Canadian-American astronomer and writer (born 1948)

David Howard (Doveed) Levy (born May 22, 1948) is a Canadian-American amateur astronomer, science writer, and discoverer of comets and minor planets. He is best known for co-discovering Comet Shoemaker–Levy 9 in 1993, which collided with Jupiter in 1994 in the first observed planetary-scale impact in the Solar System.

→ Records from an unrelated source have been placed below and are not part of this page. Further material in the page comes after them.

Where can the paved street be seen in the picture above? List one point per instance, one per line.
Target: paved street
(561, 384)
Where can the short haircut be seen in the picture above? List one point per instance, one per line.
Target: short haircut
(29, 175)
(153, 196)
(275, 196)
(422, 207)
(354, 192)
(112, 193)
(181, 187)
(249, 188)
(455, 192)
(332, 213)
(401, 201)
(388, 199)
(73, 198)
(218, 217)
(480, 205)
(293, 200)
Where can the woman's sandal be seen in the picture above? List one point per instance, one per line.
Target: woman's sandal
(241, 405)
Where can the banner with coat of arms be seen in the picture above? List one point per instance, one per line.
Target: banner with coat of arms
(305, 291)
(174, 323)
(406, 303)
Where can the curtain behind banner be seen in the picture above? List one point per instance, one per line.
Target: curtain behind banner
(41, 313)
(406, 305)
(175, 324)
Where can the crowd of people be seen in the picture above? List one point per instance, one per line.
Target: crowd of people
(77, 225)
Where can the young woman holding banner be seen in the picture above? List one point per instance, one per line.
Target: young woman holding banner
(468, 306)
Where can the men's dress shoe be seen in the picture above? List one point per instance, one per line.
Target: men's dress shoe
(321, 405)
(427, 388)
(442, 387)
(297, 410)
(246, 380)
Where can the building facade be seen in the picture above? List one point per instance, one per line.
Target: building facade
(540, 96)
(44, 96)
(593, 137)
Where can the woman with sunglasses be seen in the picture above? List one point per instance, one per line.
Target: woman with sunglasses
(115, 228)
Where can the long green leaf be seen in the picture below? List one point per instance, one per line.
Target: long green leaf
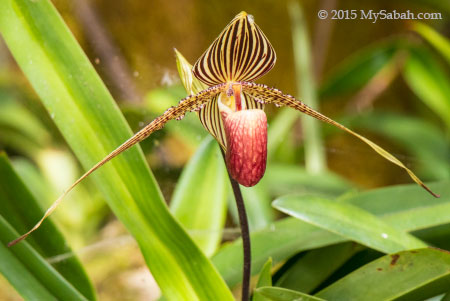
(265, 279)
(199, 199)
(424, 141)
(289, 236)
(315, 158)
(438, 41)
(282, 178)
(282, 294)
(428, 81)
(93, 126)
(357, 70)
(349, 221)
(24, 265)
(308, 272)
(409, 275)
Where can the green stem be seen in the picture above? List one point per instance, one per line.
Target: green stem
(245, 233)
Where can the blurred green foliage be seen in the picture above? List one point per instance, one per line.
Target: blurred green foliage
(390, 80)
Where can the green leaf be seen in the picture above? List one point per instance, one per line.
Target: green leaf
(422, 140)
(19, 129)
(289, 236)
(308, 272)
(199, 199)
(257, 201)
(265, 279)
(93, 126)
(349, 221)
(428, 81)
(438, 41)
(409, 275)
(357, 70)
(284, 178)
(27, 261)
(315, 158)
(282, 294)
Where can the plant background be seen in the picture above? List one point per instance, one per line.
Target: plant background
(140, 71)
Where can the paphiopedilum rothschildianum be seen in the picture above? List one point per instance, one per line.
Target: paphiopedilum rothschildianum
(231, 106)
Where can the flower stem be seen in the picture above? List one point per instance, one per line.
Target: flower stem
(245, 233)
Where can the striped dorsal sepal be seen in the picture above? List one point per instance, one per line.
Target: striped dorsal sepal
(240, 53)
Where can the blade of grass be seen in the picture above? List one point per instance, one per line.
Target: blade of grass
(349, 221)
(265, 279)
(315, 159)
(438, 41)
(92, 124)
(316, 266)
(199, 199)
(289, 236)
(358, 69)
(18, 212)
(409, 275)
(428, 81)
(420, 138)
(282, 294)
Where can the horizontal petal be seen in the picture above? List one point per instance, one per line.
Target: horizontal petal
(265, 94)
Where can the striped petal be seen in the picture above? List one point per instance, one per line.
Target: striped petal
(265, 94)
(240, 53)
(210, 118)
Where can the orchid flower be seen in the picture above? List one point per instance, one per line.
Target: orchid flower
(231, 106)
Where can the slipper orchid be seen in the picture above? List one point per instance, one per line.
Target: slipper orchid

==Early life and education==
Levy was born in Montreal, Quebec, Canada, in 1948. He developed an interest in astronomy at an early age but initially pursued literary studies, earning a Bachelor of Arts and a Master of Arts in English literature from Acadia University and Queen's University at Kingston, respectively.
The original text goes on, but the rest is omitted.